On Saturday October 16th, Kaiser Permanente is hosting the Food for Health Forum at the UCSF Mission Bay Conference Center. We are expecting over 300 people from health care, the agricultural sector, the food distribution system, community groups, environmental experts, and local universities. The health professionals will be from varied health systems and include physicians and other leaders from a national and regional level as well as the front line physicians, nurses, dietitians, nutritionists, and health educators. The event is by invitation, but I’ll be posting more about it here and I hope you’ll join me in this conversation.
Why are we doing this? Critically important to the health of all of us is what we eat. There are many forces enticing us to choose foods that, ultimately, are not the best for our future. To encourage better choices, we started farmers markets at Kaiser Permanente in 2003. We now have markets at over 35 of our hospitals and office buildings around the country. Other major health care institutions have followed. It’s hard to walk past a fresh peach in the middle of July. We are also bringing more and more food from local producers into our hospitals. Some of our markets feature all organic produce. There are still very few markets in the Greater Bay Area that are all organic. Using local and seasonal foods as the basis for our diets is a great start. Organically grown produce is even better because these foods are not just good for you and your family, but also good for the environment and the people who grow the food.
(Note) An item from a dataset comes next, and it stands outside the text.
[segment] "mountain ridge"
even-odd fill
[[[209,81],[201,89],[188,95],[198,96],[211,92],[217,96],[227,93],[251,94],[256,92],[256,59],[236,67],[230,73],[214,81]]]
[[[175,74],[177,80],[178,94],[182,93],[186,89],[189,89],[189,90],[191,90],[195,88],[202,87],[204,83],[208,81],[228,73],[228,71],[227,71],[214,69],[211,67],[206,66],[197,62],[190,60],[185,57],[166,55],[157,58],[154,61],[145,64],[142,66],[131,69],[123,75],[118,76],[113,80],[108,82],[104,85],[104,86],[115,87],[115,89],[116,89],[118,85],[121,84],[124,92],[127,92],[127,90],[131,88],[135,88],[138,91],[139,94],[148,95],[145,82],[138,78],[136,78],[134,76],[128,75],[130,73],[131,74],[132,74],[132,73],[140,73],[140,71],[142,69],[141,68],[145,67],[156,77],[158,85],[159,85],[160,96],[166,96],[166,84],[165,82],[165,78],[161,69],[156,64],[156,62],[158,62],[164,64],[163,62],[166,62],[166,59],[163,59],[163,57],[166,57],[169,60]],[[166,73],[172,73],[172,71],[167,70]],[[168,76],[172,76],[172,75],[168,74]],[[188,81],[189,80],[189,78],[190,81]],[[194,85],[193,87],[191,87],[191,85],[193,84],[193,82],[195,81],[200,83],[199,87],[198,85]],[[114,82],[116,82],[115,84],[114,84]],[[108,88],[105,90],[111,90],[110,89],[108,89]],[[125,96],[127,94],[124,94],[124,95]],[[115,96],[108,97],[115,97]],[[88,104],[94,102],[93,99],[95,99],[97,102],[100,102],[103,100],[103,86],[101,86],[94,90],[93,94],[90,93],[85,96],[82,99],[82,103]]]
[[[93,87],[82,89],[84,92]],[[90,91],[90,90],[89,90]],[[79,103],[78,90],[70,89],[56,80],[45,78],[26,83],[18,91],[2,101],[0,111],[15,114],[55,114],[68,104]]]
Highlights of the conference include a keynote address by journalist and author, Michael Pollan. Celebrated cookbook author, Mollie Katzen, will also speak. In addition, the conference will take us from fields laden with organophosphate pesticides to a celebrated organic farm. We will look at the distribution system’s support for sustainable agriculture, the increasing use of these foods in hospital systems, and the role of an international organization, Health Care Without Harm, in helping make these changes happen. We will also hear about the challenges that many communities face in having access to good food, as well as strategies to improve this for the future.
I hope that all those who attend will come away with ideas and the understanding that all of us can vote for a different future with our forks and that those of us in health care can help create healthier futures for our patients and communities. For those who aren’t there, I promise to continue this discussion right here.